Human ingenuity knows few limits, but for those who peddle tobacco, that is not something to celebrate.

Tobacco use is a scourge to health, so what do clever minds come up with? E-cigarettes, battery-operated devices that mimic the real thing. They deliver nicotine but don’t give off smoke, just a watery vapor that looks like smoke.

E-cigarettes come with dubious claims: They are not real cigarettes, so they aren’t regulated by the U.S. Food and Drug Administration; no need to restrict their sales then. They’ll keep kids from switching to real cigarettes. They’ll help smokers quit.

These assertions deserve as much credence as those made by the tobacco industry over the years to defend regular cigarettes. This is becoming increasingly clear from scientific studies, just as it did with tobacco products.

According to a new study by the University of California, San Francisco (UCSF), adolescents who use e-cigarettes are more likely to smoke cigarettes and less likely to quit smoking. The study of nearly 40,000 young people around the country also found that e-cigarette use among middle and high school students doubled between 2011 and 2012, from 3.1 percent to 6.5 percent. E-cigarettes come in flavors that appeal to a young market.
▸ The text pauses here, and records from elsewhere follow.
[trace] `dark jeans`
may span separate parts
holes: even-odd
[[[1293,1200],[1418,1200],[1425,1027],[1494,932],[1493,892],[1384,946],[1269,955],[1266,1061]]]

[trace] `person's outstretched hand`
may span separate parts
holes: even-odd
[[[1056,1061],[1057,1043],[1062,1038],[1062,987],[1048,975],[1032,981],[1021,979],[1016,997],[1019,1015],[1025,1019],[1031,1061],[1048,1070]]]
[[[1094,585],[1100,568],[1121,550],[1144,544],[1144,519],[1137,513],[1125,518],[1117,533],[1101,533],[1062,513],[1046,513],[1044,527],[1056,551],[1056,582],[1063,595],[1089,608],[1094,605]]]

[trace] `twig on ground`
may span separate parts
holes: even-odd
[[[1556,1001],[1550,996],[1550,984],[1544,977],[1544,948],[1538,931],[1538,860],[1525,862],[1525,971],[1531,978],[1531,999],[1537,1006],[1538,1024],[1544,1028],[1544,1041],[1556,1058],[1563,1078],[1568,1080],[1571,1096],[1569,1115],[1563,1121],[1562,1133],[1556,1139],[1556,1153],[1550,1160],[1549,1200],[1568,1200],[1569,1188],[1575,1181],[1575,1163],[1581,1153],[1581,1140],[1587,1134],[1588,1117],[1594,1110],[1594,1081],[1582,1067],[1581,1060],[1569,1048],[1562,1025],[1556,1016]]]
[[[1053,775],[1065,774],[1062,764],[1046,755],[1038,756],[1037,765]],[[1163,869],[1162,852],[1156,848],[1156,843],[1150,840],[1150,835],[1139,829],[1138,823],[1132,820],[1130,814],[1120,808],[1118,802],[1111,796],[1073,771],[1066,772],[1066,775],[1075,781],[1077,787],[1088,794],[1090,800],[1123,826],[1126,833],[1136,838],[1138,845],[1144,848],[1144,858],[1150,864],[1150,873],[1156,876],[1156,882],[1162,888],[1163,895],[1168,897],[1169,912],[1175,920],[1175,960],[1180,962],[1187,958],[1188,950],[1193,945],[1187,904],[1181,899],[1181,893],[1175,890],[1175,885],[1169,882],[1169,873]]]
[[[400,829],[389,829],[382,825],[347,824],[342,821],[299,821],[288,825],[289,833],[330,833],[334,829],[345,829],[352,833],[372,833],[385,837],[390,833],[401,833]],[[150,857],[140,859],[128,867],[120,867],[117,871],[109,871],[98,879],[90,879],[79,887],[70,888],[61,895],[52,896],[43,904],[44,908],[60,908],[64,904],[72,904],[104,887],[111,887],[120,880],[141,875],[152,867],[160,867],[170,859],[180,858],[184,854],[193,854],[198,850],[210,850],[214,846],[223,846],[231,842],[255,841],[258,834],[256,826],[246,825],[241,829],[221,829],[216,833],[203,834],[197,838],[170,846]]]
The study is the first analysis of the relationship between e-cigarette use and smoking among American adolescents. Its results are consistent with a similar study of 75,000 Korean youths published last year by UCSF researchers.

“E-cigarettes are likely to be gateway devices for nicotine addiction among youth, opening up a whole new market for tobacco,” said Lauren Dutra, a postdoctoral fellow at the UCSF Center for Tobacco Control Research and Education.

Added Stanton Glantz, a UCSF professor of medicine, director of the center, and senior author of the study: “It looks to me like the Wild West marketing of e-cigarettes is not only encouraging youth to smoke them, but also it is promoting regular cigarette smoking among youth.”

Ohio lawmakers have voted to outlaw the sale of e-cigarettes to people under the age of 18 — but also to tax them at a lower rate than traditional cigarettes. In the budget recommendations he offered this week, Gov. John Kasich properly called for taxing all tobacco products at an equivalent rate.

Until more is known — and what is already known is disturbing — e-cigarettes should not be treated differently from any others.